C’è tutta una Destra italiana che ha vissuto per anni comodamente all’ombra del Cavaliere e che ad un certo punto ha cominciato a scalpitare per l’attesa troppo lunga di un’eredità di cui essa si sentiva in diritto di esigere la disponibilità, magari perché pressata da metaforici strozzini politici. Mi capitò di fare molti anni fa questo rilievo ad una riunione di “Liberali”, cui dissi che facevano politica “a babbo morto”, facendomi così qualche altro nemico.

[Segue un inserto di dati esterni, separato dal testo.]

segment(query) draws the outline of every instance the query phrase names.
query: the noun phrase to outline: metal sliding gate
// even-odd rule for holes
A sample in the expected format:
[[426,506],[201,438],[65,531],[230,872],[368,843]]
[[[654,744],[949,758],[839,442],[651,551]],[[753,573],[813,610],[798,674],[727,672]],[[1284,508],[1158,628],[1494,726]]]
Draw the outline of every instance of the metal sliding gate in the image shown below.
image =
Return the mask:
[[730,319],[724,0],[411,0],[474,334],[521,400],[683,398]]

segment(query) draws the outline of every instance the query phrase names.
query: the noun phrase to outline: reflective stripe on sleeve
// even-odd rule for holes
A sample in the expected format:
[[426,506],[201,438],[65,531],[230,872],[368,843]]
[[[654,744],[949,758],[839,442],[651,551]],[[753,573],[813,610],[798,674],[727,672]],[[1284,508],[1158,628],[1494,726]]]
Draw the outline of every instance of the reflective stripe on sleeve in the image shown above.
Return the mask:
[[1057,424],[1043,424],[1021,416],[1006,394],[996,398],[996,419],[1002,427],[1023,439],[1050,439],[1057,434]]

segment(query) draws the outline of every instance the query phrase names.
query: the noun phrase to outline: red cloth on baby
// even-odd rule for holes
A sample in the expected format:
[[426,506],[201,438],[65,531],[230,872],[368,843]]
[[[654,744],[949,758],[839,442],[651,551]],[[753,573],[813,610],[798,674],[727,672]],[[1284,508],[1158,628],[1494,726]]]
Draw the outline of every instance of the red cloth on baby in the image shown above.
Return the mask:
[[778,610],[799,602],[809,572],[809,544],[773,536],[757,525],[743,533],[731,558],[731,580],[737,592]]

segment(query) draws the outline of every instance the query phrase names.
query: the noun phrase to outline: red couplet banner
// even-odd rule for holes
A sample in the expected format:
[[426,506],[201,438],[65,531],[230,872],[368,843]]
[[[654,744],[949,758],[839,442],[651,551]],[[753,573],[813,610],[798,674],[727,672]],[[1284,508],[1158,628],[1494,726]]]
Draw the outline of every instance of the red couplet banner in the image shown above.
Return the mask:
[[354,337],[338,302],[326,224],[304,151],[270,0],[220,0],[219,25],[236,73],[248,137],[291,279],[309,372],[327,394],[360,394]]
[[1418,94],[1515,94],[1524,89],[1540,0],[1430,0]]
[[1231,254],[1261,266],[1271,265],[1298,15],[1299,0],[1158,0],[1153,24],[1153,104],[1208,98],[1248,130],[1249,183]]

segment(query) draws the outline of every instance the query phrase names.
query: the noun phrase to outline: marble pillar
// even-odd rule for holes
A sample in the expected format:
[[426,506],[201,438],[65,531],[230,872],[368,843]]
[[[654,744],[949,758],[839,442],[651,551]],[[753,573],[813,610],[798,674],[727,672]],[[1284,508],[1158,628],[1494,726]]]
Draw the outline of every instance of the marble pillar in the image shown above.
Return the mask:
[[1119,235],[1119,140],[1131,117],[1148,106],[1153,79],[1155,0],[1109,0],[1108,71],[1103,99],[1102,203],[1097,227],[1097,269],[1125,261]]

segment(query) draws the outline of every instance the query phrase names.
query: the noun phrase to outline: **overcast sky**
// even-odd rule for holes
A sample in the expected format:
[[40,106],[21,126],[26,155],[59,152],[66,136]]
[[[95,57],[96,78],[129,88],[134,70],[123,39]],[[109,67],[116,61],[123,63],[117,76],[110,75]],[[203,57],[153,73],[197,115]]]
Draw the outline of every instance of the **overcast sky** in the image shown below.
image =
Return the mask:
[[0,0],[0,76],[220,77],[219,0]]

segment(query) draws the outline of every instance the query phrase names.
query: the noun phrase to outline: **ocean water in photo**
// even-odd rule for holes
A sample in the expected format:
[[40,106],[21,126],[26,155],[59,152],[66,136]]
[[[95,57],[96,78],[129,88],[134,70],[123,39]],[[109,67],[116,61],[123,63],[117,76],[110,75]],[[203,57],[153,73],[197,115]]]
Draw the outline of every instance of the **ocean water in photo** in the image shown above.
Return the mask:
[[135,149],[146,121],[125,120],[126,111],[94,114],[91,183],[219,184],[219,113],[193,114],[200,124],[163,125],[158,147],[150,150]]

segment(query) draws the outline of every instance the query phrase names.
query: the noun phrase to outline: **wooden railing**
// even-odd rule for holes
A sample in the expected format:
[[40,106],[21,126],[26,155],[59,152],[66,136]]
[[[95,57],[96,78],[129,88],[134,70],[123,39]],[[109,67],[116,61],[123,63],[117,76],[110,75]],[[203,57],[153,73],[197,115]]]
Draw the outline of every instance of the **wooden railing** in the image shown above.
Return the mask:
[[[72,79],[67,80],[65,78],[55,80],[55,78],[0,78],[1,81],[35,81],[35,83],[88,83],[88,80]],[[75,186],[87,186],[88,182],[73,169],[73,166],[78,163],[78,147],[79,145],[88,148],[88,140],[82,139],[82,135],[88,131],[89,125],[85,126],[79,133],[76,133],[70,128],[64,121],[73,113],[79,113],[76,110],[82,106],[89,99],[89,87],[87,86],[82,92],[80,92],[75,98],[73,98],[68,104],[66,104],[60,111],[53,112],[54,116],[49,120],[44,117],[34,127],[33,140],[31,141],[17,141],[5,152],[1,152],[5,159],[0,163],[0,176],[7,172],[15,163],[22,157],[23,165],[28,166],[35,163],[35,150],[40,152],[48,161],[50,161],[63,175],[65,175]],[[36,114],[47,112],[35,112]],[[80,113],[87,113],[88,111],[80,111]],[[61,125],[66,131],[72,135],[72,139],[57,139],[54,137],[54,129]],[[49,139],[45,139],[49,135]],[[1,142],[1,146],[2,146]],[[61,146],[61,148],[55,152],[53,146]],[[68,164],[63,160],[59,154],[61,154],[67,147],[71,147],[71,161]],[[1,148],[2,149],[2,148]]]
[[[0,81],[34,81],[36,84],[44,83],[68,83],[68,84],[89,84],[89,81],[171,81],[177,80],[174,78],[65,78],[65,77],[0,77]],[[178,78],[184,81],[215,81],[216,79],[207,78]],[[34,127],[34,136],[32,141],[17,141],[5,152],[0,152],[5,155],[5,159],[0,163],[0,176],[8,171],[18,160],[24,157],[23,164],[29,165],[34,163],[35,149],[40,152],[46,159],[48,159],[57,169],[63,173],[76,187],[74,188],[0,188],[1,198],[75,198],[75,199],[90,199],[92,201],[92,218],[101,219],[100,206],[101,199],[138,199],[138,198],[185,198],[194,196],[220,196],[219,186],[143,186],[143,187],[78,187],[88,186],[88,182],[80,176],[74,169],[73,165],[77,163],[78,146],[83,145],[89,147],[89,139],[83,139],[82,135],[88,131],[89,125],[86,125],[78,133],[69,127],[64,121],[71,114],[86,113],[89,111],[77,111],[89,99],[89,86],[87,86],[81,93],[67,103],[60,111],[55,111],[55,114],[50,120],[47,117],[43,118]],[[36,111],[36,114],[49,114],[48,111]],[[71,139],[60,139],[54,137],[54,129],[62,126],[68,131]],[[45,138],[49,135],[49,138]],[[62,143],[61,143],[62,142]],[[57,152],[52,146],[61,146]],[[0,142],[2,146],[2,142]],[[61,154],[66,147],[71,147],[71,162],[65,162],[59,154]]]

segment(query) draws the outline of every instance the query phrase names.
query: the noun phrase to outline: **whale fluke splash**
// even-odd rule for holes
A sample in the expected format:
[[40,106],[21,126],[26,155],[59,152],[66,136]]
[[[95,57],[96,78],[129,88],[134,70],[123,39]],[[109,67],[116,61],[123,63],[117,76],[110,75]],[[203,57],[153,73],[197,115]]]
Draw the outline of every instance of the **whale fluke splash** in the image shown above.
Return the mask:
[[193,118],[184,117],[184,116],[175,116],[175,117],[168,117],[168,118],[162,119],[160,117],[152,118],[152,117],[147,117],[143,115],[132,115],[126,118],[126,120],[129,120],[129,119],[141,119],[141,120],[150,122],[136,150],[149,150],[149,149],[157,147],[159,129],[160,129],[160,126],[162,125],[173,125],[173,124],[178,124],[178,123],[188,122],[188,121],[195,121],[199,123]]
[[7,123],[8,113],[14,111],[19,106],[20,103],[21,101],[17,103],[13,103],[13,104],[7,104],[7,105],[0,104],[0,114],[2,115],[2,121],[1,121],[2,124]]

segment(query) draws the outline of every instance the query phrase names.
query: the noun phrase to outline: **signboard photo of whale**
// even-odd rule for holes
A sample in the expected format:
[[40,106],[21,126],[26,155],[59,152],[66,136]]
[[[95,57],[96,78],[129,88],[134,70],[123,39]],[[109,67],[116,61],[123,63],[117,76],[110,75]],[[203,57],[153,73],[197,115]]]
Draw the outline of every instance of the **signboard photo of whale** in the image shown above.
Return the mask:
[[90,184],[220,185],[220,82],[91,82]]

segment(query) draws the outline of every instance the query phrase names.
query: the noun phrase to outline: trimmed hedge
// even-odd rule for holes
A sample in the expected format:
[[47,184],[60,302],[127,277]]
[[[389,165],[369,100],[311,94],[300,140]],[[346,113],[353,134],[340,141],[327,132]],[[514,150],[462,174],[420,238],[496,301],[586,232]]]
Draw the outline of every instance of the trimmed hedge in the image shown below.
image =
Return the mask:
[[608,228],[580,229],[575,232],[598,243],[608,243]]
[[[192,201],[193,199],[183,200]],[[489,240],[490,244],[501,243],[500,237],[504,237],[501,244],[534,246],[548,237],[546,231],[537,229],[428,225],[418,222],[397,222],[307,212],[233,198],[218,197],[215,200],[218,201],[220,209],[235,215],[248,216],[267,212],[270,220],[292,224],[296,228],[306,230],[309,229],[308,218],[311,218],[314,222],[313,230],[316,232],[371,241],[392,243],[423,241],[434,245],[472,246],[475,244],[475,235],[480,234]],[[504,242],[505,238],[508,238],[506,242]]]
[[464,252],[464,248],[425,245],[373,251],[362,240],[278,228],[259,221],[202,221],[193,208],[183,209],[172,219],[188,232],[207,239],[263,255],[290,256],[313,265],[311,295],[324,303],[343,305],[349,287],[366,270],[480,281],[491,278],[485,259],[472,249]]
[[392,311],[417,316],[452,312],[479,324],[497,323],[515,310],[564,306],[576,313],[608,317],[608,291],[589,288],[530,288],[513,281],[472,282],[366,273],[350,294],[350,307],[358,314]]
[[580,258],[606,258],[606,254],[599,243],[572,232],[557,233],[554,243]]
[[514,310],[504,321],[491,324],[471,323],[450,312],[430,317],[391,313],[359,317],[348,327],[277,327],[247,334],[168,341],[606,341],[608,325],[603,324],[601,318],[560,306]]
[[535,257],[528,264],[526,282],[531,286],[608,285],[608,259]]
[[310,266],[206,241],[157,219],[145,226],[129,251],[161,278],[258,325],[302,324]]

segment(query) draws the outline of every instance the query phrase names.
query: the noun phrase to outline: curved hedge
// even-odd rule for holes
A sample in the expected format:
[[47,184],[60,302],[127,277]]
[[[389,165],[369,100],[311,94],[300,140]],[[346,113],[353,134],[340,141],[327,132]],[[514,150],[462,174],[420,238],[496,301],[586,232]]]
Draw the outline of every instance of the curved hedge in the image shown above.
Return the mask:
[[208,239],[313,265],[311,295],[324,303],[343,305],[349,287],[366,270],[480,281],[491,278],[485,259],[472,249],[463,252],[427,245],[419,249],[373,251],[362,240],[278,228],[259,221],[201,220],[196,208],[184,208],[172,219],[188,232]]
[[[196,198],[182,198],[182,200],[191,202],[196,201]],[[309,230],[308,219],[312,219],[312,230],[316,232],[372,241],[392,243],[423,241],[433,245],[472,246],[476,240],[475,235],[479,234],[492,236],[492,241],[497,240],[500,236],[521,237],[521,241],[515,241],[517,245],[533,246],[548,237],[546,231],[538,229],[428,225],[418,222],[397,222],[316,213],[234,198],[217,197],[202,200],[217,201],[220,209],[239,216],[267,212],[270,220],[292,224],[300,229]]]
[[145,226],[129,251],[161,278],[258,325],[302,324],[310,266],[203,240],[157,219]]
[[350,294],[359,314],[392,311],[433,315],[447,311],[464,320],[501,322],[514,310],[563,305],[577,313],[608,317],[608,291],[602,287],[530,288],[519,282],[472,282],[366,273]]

Ma è stato Gianfranco Fini, convinto di essere l’erede legittimo e testamentario ad un tempo, a scalpitare per un sollecito “pensionamento” di Silvio Berlusconi. Non è riuscito neppure ad essere l’erede di se stesso. Non ho notizie di parricidi determinati da impazienza del genere nella Roma papale. Ma il parricidio è stato sognato, preparato e più o meno attivamente praticato in buona parte della Destra. L’ultimo, il più meschino e scoperto episodio di questo affannarsi per accelerare una sempre più fantasiosa eredità del Cavaliere, si è avuto con la tristissima storia delle elezioni comunali romane. Che Matteo Salvini non fosse un “bravo figliolo” e che, pur non avendo, magari indebitamenti da sanare con il luttuoso evento, non vedesse l’ora di potersi pavoneggiare nel ruolo di capo carismatico di una ipotetica Destra unita italiana (di modello piuttosto francese) era noto. Che velleità del genere le coltivasse Giorgia Meloni, che giudiziosamente aveva preso le distanze, a suo tempo, da un capo partito Fini, sembrava meno facilmente ipotizzabile.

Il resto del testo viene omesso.